What you need for snowshoeing: 5 useful tips
How to dress for snowshoeing
Snowshoeing requires a minimum of physical preparation: it is a true trek in the snow, except that instead of just boots you use snowshoes.
If you are used to walking or, in any case, to a degree of physical activity, you will have no problem; for the less energetic, we recommend a soft start, also considering the weight of the snowshoeing clothing and the snowshoes themselves, which inevitably make you feel more fatigued.
The jacket and trousers are the same as the ski or snowboard suit. The boots, on the other hand, must be equipped with a lug sole, so that they can be attached directly to the snowshoes.
After-ski boots are therefore out, even the most fashionable ones; instead, say yes to a solid boot that fits the foot well. A tip? Get a boot at least one size larger than your usual size, both because you will have to wear thick socks and because your feet need to move in the snow: this is the secret to not feeling the cold too much. Before putting on snowshoes, if you wish, you can also add waterproof gaiters, to avoid getting your feet wet - the worst thing in the mountains.
How to put on and use snowshoes
Boots and snowshoes can be either bought or rented at the ski resort where you are hiking. If it is your first time, you may have a guide, but if not, we will explain how to put on and use snowshoes.
Wearing snowshoes is easy: they are attached to your boots with adjustable straps. Insert the foot toe first and tighten the webbing, then place the heel on and adjust the fastening according to the length of the foot, and tie the back straps.
There are also models with a fixed back and adjustable front, but nothing changes in terms of fit or practicality.
Which snowshoe poles to use
Some people use them and some don't, but snowshoe poles are very useful. They will help you to reduce the weight on your legs and gain more balance, especially when walking downhill, but they will also help you to engage your arm muscles in physical activity.
But which snowshoe poles should you use? There are different types on the market, to suit all tastes. Made of synthetic material, lightweight and durable, you will find both fixed and adjustable poles.
If you choose the former, you need to choose poles proportionate to your height, taking into account the extra centimetres given by boots and snowshoes. If, on the other hand, you choose the latter, they will be much more practical, also for storage when not in use.
The end of the pole should always be pointed, so that it can harpoon itself into the ground; choose poles equipped with a wheel, similar to that of ski poles: it is fixed a few centimetres from the end and prevents the pole from sinking in too far.
The perfect snowshoe backpack
A walk in the snow is not a marathon.
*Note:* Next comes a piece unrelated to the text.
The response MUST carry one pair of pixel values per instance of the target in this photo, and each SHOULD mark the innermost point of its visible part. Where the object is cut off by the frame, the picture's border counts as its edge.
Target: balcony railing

There will be times when you want to stop, to take a photo, take a break in a mountain hut or perhaps just admire the view. This is why it is essential to carry a backpack, which you can fill with small essentials, but which is also indispensable for storing your snowshoes.
But how do you strap snowshoes to your backpack? There are different schools of thought. There are those who simply strap them on to the outside, which is great for saving space inside and keeping the rest of the items dry. Others take advantage of any mesh pockets located outside the backpack. In this case, you will need to store the snowshoes vertically, one on top of the other. Before placing them in position, tie them together with an elastic band, matching up the serrated surfaces. Alternatively, you can also purchase a snowshoe bag, which is often included.
Whichever you choose, avoid setting off under too much load. Walking in the snow is tiring, and snowshoeing even more so: more importantly than ever, enough is more than enough.
Snowshoes and crampons: the differences
The inexperienced may have this question: are snowshoes or crampons better? They are actually two completely different things that do not serve the same purpose.
Snowshoes are used on fresh snow and on terrain with only slight inclines because they allow you to walk without sinking into the snow.
Crampons, on the other hand, are hooked onto the boots to prevent slipping. They are part, for example, of mountaineers' equipment, essential for creating grip on ice, as well as on hard and very compact snow. Ideally, you should have both in your backpack, to be well prepared for any type of terrain.
Needless to say, before setting off, find out everything you need to know about the route and don't leave out any details. Safety always comes first. Have fun in the snow!